Is consciousness necessary to make a decision, though? I don't think it is – in fact even conscious beings, it appears, make their decisions subconsciously (or more accurately, pre-consciously). I don't disagree that a rat will probably have some form of limited rat consciousness, but that is not a precondition for decision-making.

...which is the point I was trying to get at with the example.
 
I think "making a decision" brings new information into play (otherwise nothing would change), and that consciousness accompanies the creation of information.

But the fact that the being becomes aware of new information, thus necessitating a decision, isn't the same as the 'creation' of information. It's more the 'reception' of information.
 
Ok, we need to ensure we're talking about the same thing. What is usually taken as consciousness in everyday parlance is something akin to self-awareness - knowledge that you exist. This is the kind of consciousness that I am talking about.

A new-born human baby is not conscious by this reckoning, but becomes so as it develops. The baby will make decisions, however.

Wasn't it Freud:) who said that a newborn is conscious, it just isn't aware of the distinction/boundary between itself and everything else. To a baby, it is the universe.

You're right that it needs to develop 'self' awareness, in that it must learn to differentiate between itself, and what surrounds it.

Maybe 'satori' etc, is a reawakening of that awareness that we possessed at the moment of birth.
 
No, it's not illusory. If you move your hand, you really did decide to move it; and your movement is flagged as yours, something stemming from your being..
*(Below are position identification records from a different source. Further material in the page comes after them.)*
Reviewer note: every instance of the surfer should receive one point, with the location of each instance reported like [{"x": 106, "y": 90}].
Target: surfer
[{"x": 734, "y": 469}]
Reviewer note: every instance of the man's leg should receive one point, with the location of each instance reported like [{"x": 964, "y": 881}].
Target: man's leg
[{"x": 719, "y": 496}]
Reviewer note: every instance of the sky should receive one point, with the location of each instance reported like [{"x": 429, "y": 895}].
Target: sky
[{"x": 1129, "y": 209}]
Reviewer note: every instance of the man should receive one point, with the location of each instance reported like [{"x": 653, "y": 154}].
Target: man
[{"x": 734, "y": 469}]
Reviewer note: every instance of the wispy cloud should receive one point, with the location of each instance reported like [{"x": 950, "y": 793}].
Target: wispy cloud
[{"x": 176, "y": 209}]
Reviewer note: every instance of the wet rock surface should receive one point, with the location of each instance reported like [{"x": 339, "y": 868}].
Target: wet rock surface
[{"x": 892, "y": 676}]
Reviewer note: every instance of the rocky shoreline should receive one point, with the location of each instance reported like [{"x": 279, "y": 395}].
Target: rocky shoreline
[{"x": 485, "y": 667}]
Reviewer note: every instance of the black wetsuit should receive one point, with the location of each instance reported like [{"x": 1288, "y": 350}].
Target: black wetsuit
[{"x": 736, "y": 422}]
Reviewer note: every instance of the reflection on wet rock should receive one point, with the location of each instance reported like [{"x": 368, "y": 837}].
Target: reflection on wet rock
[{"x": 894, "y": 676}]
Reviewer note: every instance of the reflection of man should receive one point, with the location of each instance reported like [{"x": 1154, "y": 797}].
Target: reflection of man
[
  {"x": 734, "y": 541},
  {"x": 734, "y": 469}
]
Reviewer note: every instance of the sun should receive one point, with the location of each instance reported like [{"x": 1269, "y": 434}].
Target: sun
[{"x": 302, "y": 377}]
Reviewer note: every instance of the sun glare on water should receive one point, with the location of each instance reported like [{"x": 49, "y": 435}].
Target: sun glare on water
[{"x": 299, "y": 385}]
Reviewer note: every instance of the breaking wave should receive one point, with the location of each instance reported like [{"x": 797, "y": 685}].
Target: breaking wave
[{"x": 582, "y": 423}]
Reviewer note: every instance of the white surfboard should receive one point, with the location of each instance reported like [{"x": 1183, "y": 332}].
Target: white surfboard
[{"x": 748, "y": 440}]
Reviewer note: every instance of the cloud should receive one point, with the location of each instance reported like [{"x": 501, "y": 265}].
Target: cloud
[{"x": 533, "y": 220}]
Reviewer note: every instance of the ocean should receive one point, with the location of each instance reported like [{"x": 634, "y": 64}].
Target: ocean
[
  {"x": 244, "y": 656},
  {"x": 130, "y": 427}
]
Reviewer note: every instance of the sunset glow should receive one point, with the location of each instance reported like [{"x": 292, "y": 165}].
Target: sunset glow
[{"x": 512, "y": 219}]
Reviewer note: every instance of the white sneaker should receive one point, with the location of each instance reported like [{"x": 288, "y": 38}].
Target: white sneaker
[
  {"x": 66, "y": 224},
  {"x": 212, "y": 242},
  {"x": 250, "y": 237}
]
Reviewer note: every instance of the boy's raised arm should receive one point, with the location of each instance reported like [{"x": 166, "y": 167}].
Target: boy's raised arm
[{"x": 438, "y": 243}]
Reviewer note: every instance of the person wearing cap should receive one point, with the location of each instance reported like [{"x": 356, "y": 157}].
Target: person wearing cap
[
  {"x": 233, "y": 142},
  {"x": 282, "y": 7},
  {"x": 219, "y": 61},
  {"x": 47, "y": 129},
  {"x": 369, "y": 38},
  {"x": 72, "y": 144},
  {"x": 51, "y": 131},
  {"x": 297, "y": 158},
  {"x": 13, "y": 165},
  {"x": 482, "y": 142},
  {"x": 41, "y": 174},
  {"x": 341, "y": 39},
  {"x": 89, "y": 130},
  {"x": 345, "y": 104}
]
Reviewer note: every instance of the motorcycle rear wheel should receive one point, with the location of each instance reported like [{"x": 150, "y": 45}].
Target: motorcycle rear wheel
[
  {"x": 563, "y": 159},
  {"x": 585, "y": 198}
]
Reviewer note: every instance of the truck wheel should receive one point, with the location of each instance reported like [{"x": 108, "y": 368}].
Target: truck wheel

Ever see someone scratch their nose, or brush at their face, in their sleep, maybe as a response to someone tickling or shaking them?
 
Of course, and I've seen people sleepwalk. The fact that we do some things unconsciously and automatically does not mean we do all things unconsciously and automatically.
 
But the fact that the being becomes aware of new information, thus necessitating a decision, isn't the same as the 'creation' of information. It's more the 'reception' of information.
I'm saying that to make a decision (not to respond mechanically) requires the creation of new information. It's almost tautological, really. If you can predict exactly what's going to happen, then there's no real decision involved -- it's just what's going to happen anyway.
 
It's a good question, though. How does it fit in with your ideas of a processing delay difference between voluntary and involuntary movements?
 
I'm saying that to make a decision (not to respond mechanically) requires the creation of new information. It's almost tautological, really. If you can predict exactly what's going to happen, then there's no real decision involved -- it's just what's going to happen anyway.

What about recall?
 
I'm saying that to make a decision (not to respond mechanically) requires the creation of new information. It's almost tautological, really. If you can predict exactly what's going to happen, then there's no real decision involved -- it's just what's going to happen anyway.

It requires a mental process; I'm not sure if that is the same thing as creating information.

You are hungry. You see an apple. You decide to pick it up.

A process whereby your state of hunger is coordinated with the sight of the apple occurs, resulting in your action.

What information is created?
 
Is consciousness necessary to make a decision, though? I don't think it is – in fact even conscious beings, it appears, make their decisions subconsciously (or more accurately, pre-consciously).
No, I don't think it is. What I think is that the making of a decision (properly speaking) requires the creation of new information. And I suggest that whenever information is created, consciousness also happens. I'm not saying that the fleeting "I AM" is always integrated into an organised consciousness. It's reasonable to imagine that would take a complex structure to to integrate the phenomenisca with sense data.

If that is how things work, then although we may be free to make decisions, our decisions might always be unconscious -- just that when we become aware of them, we can recognise them as our own decision.
 
Johnny, do you accept that if it can be exactly predicted what's going to happen, then there's no real decision involved -- it's just what's going to happen anyway?